Caitlin Teal Price’s work captures colored light reflection and pattern in a single moment in time. Her work, she says, started to shift in 2019–right before the pandemic—as she transitioned from a photographic, to a more graphic technique of etching or scraping away printed areas of photographs. The photographs she captures by placing a colored piece of paper in the direct light coming through a window. Once the photograph is developed, she uses an X-ACTO blade to scrape away at the photographic emulsion. This creates clear sharp edged patterns floating on top of the elusive color photographs underneath. This shadowed colored ground and floating white net-like forms can stimulate a strong sensory response—reminiscent of the way the sun feels, hitting your face on a late afternoon as you stand in a garden. These works conjure up the most pleasant sensation and have the power to beguile anyone standing in front of them.
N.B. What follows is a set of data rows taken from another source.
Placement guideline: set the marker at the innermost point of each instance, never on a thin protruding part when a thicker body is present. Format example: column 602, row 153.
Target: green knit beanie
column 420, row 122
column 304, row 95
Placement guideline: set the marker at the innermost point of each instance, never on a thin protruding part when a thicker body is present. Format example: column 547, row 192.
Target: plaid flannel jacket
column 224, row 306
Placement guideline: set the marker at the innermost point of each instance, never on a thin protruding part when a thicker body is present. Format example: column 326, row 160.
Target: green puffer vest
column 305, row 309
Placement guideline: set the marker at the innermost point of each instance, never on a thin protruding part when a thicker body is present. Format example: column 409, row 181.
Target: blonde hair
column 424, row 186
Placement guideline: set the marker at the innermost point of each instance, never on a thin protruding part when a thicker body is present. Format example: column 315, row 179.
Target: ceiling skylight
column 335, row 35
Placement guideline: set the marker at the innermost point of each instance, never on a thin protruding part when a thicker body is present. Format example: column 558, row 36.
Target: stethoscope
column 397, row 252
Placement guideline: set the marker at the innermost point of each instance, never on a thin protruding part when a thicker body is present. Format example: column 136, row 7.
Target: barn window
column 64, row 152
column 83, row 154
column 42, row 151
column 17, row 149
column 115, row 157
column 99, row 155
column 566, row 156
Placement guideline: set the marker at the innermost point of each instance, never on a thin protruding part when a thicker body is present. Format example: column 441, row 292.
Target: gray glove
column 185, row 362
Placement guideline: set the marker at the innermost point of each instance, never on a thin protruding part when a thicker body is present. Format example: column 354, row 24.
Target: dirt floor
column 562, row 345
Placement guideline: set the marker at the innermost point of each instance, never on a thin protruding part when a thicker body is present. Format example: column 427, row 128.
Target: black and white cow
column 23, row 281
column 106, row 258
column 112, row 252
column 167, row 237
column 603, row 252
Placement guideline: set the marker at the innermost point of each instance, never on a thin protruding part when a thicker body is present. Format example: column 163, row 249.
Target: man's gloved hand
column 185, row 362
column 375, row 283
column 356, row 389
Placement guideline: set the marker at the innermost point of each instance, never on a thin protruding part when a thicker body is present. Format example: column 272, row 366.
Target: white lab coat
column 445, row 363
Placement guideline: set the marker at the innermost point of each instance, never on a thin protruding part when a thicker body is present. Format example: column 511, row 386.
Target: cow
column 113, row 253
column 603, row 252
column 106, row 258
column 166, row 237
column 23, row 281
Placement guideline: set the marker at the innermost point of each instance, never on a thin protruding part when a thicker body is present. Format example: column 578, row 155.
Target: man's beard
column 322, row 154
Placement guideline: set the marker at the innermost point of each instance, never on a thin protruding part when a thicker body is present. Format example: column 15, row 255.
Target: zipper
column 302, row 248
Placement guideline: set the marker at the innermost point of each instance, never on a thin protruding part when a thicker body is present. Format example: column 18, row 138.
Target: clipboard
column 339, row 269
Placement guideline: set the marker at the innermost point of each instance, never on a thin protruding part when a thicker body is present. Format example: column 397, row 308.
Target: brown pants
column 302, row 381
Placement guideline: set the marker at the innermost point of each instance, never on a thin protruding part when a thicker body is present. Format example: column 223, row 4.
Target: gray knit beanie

Tom Bunnell, Big Talker, 2020 Oil on canvas, 56 x 60 inches. Photo: Courtesy of Addison Ripley Fine Art Gallery

On opening night Tom Bunnell’s large five by four feet canvas, The Big Talker, 2020, drew people to it and more “selfies” were taken in front of that particular work than any other. The lush and pleasant combination of drawings and colored forms intermingling between many layers of paint built up like a traditional eighteenth century Dutch painting was strangely familiar. Bunnell’s work echoes a technique used to obtain realism, but it is applied to contemporary abstract drawing and repeated forms – never to conjure up a face or an object but memory and emotion.

Leo Bersamina, Gem, 2016, acrylic on cardboard, 24 x 23 x 4 inches. Photo: Courtesy of Addison Ripley Fine Art Gallery.

Leo Bersamina’s work explores geometric and organic forms but the picture plane often breaks away from the square canvas, as we see in his work, Gem, 2016, where the ground is a very sculptural seven-sided shape made out of acrylic board. This use of painting on found shapes is also prevalent in Blue Orb, 2023, where Bersamina imposes hard-edge lines on multiple organic round shapes. This positioning of opposites creates a seductive play on the viewer’s sensory perception of 2D and 3D exchanges.

All artists represented in Holy Inventions allows us to perceive a perfect holy moment of balance–using ancient forgotten objects; systems underlying map-making; subliminal color and etched forms; natural and geometric sculptural shapes, and the viscosity of a million layers. And every one of them succeeds to portray perfection through the unusual combination of unique imperfect inventions – juxtaposed to create a holy moment.